FDA Commissioner Scott Gottlieb on Tuesday (March 6) spotlighted the agency’s efforts to reform the premarket review process for diagnostic tests, and he previewed next steps, which include qualifying third-party reviewers and third-party databases to help with reviews and approvals, reducing regulatory burden on next generation sequencing (NGS) developers, and providing flexibility in clinical analysis and validation.
Gottlieb, speaking to an audience at the American Clinical Laboratory Association’s Annual Meeting on Tuesday, said that while he still believes comprehensive legislation is needed to fully address FDA’s role in overseeing laboratory-developed tests (LDTs), the agency has already taken steps to ease the regulatory burden on LDT developers.
The agency chief has, on numerous occasions, discussed the roles he sees Congress and agencies playing in LDT oversight.
In his Sept. 13 remarks at the Friends of Cancer Research’s “A Blueprint for Breakthrough” event he said Congress needs to legislate on the issue. Two weeks later, he touted FDA’s pre-certification pilot program as a “modern approach to regulation” that could be applied to LDTs.
In November, CMS agreed to cover a companion diagnostic, FoundationOne CDx, on the same day that FDA approved it. While testifying in front of Congress in December, Gottlieb told lawmakers FDA and CMS will increasingly work together on simultaneous diagnostic reviews — a move he said could serve as “a powerful incentive” for more sponsors of diagnostic tests to voluntarily go through the FDA approval process.

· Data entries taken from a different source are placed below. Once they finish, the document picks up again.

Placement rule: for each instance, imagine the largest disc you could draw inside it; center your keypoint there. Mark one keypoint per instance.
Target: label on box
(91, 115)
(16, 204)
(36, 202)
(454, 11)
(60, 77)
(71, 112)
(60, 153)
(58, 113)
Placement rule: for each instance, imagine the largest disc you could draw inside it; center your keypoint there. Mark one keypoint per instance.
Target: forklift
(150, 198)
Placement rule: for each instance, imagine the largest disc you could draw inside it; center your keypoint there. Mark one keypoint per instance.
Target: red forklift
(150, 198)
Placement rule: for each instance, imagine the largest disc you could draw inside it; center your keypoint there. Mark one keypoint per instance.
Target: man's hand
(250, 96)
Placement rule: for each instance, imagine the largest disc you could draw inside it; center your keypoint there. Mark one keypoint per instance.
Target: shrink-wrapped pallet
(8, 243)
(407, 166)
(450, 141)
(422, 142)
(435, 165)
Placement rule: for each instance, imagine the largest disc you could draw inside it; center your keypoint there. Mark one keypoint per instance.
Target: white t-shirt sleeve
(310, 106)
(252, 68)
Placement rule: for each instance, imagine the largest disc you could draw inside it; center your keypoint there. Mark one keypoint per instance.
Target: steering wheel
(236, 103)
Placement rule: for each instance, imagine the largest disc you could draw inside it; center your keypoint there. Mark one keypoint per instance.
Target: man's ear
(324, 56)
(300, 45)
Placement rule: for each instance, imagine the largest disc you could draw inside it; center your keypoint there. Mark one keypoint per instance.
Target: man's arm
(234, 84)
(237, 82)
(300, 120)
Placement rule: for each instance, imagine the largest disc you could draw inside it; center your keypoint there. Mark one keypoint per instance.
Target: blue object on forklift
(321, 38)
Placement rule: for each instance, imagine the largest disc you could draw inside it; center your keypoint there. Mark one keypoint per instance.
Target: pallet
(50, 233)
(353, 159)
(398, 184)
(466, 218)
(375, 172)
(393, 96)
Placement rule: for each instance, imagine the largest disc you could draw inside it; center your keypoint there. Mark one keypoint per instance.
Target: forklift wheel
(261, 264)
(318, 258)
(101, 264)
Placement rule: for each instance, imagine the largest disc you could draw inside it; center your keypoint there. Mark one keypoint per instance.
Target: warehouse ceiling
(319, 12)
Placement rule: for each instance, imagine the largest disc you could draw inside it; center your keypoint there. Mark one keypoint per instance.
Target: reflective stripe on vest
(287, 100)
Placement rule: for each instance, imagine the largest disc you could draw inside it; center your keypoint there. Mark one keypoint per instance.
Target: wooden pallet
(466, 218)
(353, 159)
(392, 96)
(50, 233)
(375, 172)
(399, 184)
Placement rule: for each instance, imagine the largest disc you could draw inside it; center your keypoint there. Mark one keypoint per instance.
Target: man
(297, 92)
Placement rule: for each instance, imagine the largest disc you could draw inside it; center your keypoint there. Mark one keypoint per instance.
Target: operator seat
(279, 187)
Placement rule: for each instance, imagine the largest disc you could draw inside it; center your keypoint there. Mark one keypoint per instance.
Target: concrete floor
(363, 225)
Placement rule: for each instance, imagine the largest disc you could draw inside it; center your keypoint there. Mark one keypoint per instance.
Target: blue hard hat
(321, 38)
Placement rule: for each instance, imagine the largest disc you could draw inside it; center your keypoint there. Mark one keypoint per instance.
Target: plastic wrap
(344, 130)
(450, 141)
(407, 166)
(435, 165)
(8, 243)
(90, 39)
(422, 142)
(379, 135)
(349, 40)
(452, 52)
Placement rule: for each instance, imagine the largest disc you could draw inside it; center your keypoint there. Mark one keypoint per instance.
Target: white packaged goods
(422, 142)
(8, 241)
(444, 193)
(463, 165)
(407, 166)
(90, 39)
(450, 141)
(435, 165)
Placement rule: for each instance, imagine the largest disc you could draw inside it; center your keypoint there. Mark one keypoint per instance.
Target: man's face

In his Tuesday speech, Gottlieb said the agency is developing policies — and will provide final guidance to developers — to improve the development and review of advanced NGS technologies, which he said “have the potential to detect a high number of genetic mutations with a single run of the test” and “have enormous potential to help patients learn more about their diseases and better inform their health care decisions.”
Under FDA’s three-tiered approach to reviews of NGS oncopanel tests, the agency is communicating with developers regarding flexibility they have in developing analytical and clinical evidence to support marketing authorization.
“The evidence to support a companion diagnostic can be different from the evidence to support tests that identify cancer mutations with evidence of clinical significance. And this can be different than the evidence needed to support tests that identify cancer mutations with only potential clinical significance,” Gottlieb said. “By communicating clearly, we hope to enable less burdensome review and better-informed development programs.”
FDA is examining how it can exempt more tests from “the burdens of premarket review,” including through establishing initial controls to assure analytical and clinical validity. Gottlieb noted that in demonstrating analytical and clinical validity, a developer may, for example, show that its test conforms to FDA-recognized standards, including those developed by the scientific community and standards development organizations.
To move forward in its efforts, the agency aims to qualify third-party databases that can establish clinical validity. FDA also will work with stakeholders who can assess and make recommendations about clinical validity that could support FDA premarket review or allow developers to “avoid premarket review altogether,” Gottlieb explained.
Gottlieb highlighted the agency’s qualification of the New York State Department of Health as a third-party reviewer for LDTs. The qualification means that labs — including those with advanced NGS-based tumor profiling tests — whose tests are approved by New York State’s DOH do not need to submit separate applications to FDA. Rather, they can have their NY State application and the state’s review memorandum and recommendation be shared with FDA for possible 510(k) clearance.
“The third-party accreditation program is designed to reduce the burden on test developers and streamline the regulatory assessment of eligible innovative products. Going forward, we hope that additional accredited, third-party reviewers will become eligible to conduct reviews; and make recommendations to FDA, and provide even more options to test developers,” Gottlieb said.
Marketing authorization from FDA can assure providers and payers that tests are valid, which can help with coverage decisions, Gottlieb explained. However, he added, FDA must make sure its work to oversee LDTs “is complementary to, and not duplicative of,” CMS’ role in facility accreditation, inspection and certification under the Clinical Laboratory Improvement Amendments.
“FDA and CMS have separate and well-defined roles. Whereas CMS is focused on setting laboratory standards and overseeing laboratory accreditation, inspection, and certification; FDA regulates and reviews the tests themselves,” the agency chief said. “It’s key we understand and continue to act upon that distinction; to avoid recreating the wheel and imposing unnecessary burdens, and to best leverage existing work and oversight.”